Thursday, January 25, 2018
The Canadian stock market is losing at its own game.
The invigorated global economy is fuelling a synchronized rise in equity prices that has excluded few markets.
Canada is one big exception.
Major indexes in the United States, Europe, Asia and emerging markets have posted double-digit gains, or close to, over the past two months alone, while the S&P/ TSX composite index is little better than flat over that time.
That’s doubly discouraging for domestic shareholders as the Canadian stock market, steeped as it is in natural resources, is supposed to be well-positioned for stock rallies based on improving global growth. There are a host of reasons Canadian stocks are badly lagging behind the rest of the world. Tensions surrounding the North American freetrade agreement renegotiations, the lack of energy pipeline capacity and the shortage of domestic tech and health-care stocks in the index are all likely contributors.
But the main culprits, as always, are probably commodity prices, which have not yet taken their cue from the global economic expansion, Bank of Montreal chief economist Doug Porter said.
“It is often late in the economic cycle that you get the upswing in commodities, but it’s been a mild uptick so far.
Even the rebound in oil hasn’t really helped much,” Mr. Porter said.
And until commodities truly get on board, Canadian stocks are unlikely to close the gap in price performance.
While that gap has widened over the past couple of months, domestic stocks have been comparatively weak for much longer than that.
Over the past year, the S&P/TSX composite index has increased in value by about 4 per cent. The S&P 500, meanwhile, has shot up by 25 per cent over that same time. The same goes for the MSCI all-country world index.
Over that time, global economic activity gathered momentum, giving rise to the dominant theme in investing in the later stages of 2017. According to International Monetary Fund estimates, global output grew by 3.7 per cent last year, compared with 3.2 per cent in 2016.
As global central bankers have shifted their focus from continued accommodation to the start of stimulus withdrawal, some indications have emerged that the global economic cycle is entering its later stages. Those signals include early signs of inflationary pressures and a rise in long-term bond yields.
Pro-cyclical sectors, or those most closely tied to the general economy, typically flourish in a pro-growth rally.
And that’s just what has happened on a global scale over the past six months.
There are six sectors within the S&P 500 that have posted gains of at least 15 per cent since last July, all of which are generally considered cyclical: energy, materials, technology, consumer discretionary, financials and industrials.
The Canadian leaderboard looks much the same, albeit with lower returns. Canada is trailing U.S. performance in nearly every sector.
It is true that cyclical stocks are also holding up the domestic market. But not all cyclicals are created equal. Some of the hottest stocks in the world over the past several months have been U.S. tech names, of which the Canadian market is woefully short.

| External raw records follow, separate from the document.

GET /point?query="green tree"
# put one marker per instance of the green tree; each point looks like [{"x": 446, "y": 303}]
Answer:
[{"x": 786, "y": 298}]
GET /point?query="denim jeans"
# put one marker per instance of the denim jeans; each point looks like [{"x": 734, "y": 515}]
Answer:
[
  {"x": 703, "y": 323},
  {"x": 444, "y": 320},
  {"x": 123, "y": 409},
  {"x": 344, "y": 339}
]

Canada’s cyclical strength is, in large part, based on resources. And while the global commodity complex has improved recently, price gains have not yet been sufficient to lift Canadian equity performance close to the global average.
The Bloomberg Commodity index, for example, has risen by 14 per cent since bottoming out last June. But that index is still 35-per-cent lower than it was in 2014 prior to the beginning of the crash in oil prices, and is off 50 per cent from the 2011 peak in global commodity demand.
Even oil has failed to elevate Canadian stocks recently. West Texas intermediate, the main benchmark for U.S. crude oil, rose to more than $65 (U.S.) a barrel on Wednesday for the first time in more than three years.
But a bottleneck in Canadian pipelines has made it difficult for some domestic energy producers to get their product to market. As a result, Canadian crude is now priced at a discount of more than 40 per cent compared with U.S. oil.
The pipeline crunch is partly attributable to temporary factors that should dissipate shortly, but a lack of new pipeline capacity could keep Canadian oil relatively cheap over the longer term, BMO’s Mr. Porter said.
All of which is standing in the way of the Canadian stock market becoming a leader of this particular pro-growth rally.
For stock pickers, however, the leadership of cyclical sectors shows no signs of stopping, said Robert Sneddon, president and chief portfolio manager at CastleMoore Inc. in Toronto.
“For the time being, the market is telling us that pro-growth is where we want to be,” Mr. Sneddon said.